Let $\Gamma$ have parametrisation $\vec a(t)=a_1(t)\hat \imath+a_2(t)\hat \jmath + a_3(t)\hat k \:$ (where $\: a_3(t)=0$ as $\Gamma$ lies in the $xy$-plane) with $t\in[t_I,t_F]$. Also, due to the fact that $\Gamma$ runs from $\hat \imath$ to $\hat \jmath$, $a_1(t_I)=1, a_2(t_I)=0, a_1(t_F)=0, a_2(t_F)=1$. Now,
$$\int_\Gamma \vec F \cdot d \vec r =\int_{t_I}^{t_F}\vec F(\vec a(t))\cdot\frac{d\vec a}{dt}(t) \: dt$$
$$=\int_{t_I}^{t_F} \left ( \left( a_1(t)\left(\hat \imath+\hat k\right) \right)+2a_2(t)\hat \jmath \right) \cdot \left( a_1^{'}(t)\hat \imath + a_2^{'}(t) \hat \jmath \right) \: dt$$
$$= \int_{t_I}^{t_F} a_1(t)a_1^{'}(t)+2a_2(t)a_2^{'}(t) \: dt$$
$$= \left[ \frac12 a_1^2(t)+a_2^2(t) \right]_{t_I}^{t_F}$$
$$= \frac12a_1^2(t_F)+a_2^2(t_F)- \left( \frac12 a_1^2(t_I)+a_2^2(t_I) \right)$$
$$=1-\frac12 = \frac12$$
If the given integrand is an "exact differential" (That is, there exist a function F(x,y,z) such that the differential is $\frac{\partial F}{\partial x}dx+ \frac{\partial F}{\partial y} dy+ \frac{\partial f}{\partial z}dz$) then the integral along any path from $(x_0, y_0, z_0)$ to $(x_1, y_1, z1)$ is $F(x_1, y_1, z_1)- F(x_0, y_0, z_0)$ and so is independent of the path.
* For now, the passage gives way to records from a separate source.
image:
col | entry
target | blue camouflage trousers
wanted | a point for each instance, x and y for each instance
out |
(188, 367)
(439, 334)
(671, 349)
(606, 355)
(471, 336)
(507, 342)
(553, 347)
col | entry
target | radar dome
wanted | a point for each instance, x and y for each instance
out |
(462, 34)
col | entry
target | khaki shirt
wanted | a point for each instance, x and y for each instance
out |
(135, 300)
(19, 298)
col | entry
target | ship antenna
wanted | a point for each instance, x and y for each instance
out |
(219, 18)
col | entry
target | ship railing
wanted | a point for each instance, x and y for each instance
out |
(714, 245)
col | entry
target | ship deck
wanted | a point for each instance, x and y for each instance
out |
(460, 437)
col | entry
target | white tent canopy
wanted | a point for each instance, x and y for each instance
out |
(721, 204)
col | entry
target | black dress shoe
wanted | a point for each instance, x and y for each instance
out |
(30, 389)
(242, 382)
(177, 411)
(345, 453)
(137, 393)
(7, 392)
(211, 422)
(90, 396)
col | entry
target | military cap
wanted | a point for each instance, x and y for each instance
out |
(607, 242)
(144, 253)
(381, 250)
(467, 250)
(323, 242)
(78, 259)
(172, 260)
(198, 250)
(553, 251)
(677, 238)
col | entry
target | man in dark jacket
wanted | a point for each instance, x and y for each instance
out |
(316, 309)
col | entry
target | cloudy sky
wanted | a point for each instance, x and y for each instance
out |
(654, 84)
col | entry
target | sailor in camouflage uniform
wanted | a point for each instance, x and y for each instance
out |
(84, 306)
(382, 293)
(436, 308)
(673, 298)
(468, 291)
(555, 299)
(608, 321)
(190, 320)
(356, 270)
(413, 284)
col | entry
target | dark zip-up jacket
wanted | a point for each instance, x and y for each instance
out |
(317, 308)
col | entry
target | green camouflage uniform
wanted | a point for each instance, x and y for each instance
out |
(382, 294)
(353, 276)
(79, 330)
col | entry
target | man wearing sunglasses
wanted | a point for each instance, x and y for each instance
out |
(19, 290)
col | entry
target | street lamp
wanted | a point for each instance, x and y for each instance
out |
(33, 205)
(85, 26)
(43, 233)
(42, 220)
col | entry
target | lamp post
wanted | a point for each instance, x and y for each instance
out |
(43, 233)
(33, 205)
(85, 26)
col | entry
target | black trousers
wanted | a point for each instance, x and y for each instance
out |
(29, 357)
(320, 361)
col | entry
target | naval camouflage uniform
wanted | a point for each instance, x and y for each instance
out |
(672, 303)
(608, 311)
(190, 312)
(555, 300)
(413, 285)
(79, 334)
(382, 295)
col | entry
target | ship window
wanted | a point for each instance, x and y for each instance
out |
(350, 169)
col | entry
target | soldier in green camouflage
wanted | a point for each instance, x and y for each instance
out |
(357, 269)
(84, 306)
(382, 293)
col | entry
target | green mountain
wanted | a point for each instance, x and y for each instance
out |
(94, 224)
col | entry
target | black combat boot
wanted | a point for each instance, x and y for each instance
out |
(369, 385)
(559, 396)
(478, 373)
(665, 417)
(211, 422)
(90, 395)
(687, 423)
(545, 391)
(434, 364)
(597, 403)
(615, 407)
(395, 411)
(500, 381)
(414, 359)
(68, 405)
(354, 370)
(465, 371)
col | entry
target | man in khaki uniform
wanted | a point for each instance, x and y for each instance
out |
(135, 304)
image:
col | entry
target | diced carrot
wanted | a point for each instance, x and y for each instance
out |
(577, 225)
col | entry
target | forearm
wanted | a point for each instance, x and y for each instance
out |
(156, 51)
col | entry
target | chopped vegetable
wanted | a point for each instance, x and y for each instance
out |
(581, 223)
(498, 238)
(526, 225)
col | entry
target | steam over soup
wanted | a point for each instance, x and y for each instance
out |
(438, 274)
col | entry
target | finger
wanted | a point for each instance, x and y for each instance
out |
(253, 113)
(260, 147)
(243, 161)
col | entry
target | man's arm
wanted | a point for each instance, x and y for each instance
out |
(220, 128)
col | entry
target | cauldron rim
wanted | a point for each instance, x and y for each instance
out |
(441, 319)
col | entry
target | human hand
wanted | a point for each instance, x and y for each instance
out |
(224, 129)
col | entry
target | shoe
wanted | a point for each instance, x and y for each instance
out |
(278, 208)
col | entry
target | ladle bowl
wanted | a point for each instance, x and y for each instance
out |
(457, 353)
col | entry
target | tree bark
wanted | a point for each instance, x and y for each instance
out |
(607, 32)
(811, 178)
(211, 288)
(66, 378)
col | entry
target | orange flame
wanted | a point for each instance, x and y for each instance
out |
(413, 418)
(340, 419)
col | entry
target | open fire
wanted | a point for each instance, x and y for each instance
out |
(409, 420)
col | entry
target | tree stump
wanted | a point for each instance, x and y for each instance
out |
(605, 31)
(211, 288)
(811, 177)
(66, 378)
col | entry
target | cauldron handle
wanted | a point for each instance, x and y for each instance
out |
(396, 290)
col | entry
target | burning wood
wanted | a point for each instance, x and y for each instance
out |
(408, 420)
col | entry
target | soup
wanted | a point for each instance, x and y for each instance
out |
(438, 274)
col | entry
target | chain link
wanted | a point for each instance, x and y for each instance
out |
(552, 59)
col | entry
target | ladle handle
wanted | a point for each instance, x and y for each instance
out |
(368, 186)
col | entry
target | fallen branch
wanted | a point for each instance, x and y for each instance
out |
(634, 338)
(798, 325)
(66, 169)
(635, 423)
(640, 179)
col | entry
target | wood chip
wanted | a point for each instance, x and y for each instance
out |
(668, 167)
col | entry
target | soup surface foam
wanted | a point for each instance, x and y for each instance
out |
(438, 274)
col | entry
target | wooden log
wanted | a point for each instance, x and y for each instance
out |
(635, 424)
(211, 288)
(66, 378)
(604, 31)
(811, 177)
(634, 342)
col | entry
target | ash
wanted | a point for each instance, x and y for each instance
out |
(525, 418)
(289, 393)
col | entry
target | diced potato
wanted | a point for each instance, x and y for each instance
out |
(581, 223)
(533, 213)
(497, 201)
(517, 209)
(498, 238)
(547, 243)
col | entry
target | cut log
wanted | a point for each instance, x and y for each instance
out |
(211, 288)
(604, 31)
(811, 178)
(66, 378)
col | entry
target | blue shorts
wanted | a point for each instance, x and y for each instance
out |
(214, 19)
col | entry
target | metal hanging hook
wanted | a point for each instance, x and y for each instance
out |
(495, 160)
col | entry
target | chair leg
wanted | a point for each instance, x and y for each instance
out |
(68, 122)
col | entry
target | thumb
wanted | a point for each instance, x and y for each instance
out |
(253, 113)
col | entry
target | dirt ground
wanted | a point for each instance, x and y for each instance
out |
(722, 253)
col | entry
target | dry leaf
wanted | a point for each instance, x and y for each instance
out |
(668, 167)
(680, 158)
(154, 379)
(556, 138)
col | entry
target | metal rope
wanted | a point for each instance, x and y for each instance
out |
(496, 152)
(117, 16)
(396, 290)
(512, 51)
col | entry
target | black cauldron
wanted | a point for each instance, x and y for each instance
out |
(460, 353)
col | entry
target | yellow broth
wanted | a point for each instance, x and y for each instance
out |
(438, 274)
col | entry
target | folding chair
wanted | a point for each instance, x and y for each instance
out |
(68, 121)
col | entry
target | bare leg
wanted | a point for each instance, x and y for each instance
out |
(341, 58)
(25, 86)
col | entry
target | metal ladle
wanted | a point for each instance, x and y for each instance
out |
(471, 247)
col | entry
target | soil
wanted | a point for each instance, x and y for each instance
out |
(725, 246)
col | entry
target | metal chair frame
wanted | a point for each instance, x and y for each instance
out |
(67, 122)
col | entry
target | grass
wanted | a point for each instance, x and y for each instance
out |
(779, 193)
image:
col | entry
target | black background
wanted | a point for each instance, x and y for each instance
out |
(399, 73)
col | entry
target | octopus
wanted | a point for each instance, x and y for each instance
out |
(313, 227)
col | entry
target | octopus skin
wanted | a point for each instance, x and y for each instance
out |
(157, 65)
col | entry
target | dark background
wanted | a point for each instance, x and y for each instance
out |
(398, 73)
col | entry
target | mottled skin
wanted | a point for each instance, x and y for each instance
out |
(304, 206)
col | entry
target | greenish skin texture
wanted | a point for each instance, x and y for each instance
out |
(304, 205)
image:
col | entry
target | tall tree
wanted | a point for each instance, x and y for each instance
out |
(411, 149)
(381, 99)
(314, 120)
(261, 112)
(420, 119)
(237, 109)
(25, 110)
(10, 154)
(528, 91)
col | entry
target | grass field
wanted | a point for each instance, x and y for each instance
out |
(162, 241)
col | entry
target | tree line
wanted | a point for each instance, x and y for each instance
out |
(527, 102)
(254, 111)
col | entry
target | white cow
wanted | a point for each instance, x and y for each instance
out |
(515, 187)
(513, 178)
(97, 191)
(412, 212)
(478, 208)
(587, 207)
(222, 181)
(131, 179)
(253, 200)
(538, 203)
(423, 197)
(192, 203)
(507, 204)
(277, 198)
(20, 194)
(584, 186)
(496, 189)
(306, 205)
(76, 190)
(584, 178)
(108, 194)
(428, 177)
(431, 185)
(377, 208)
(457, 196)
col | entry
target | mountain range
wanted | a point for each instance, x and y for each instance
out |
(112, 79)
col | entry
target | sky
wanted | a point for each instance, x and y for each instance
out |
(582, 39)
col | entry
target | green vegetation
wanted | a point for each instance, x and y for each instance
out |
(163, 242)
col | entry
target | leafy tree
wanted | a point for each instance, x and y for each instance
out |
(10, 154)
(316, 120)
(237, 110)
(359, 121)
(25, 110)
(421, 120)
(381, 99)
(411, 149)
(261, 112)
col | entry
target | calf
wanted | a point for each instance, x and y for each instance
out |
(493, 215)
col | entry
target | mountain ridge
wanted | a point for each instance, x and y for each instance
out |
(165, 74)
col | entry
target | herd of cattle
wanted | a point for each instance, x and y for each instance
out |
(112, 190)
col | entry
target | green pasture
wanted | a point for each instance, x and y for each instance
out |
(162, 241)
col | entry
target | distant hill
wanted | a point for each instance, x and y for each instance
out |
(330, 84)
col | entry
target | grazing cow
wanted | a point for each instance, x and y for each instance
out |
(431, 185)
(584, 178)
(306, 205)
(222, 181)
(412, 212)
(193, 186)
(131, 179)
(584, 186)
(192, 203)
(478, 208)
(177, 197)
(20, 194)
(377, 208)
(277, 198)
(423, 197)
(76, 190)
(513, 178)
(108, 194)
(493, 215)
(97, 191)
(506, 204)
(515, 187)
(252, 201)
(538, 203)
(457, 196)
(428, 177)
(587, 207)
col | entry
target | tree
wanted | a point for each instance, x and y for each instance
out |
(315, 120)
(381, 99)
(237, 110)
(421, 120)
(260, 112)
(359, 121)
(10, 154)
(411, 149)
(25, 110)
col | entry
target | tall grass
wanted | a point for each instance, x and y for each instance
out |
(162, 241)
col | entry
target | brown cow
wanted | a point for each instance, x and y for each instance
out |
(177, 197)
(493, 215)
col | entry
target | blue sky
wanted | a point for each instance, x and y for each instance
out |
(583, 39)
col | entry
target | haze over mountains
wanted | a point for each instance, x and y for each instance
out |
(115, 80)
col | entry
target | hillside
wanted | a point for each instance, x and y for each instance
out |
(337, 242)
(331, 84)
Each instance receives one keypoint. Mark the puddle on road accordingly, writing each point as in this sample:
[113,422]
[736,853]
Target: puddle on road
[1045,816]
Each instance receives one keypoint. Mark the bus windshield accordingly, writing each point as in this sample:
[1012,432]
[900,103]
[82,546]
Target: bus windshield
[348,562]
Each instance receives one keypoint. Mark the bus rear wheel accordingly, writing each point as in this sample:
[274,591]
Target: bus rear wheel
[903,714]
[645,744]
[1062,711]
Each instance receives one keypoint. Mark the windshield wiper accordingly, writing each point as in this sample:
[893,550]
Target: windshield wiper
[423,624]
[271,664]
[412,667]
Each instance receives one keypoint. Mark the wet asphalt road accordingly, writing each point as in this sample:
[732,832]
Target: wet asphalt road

To show that a integrand is an "exact differential" remember that, for nice functions, the mixed partial derivatives are equal: $\frac{\partial}{\partial x}\left(\frac{\partial F}{\partial y}\right)$$= \frac{\partial}{\partial y}\left(\frac{\partial F}{\partial x}\right)$ etc. so that, if p(x,y,z)dx+ g(x,y,z)dy+ h(x,y,z)dz is an "exact differential" then $\frac{\partial p}{\partial y}= \frac{\partial q}{\partial x}$, etc.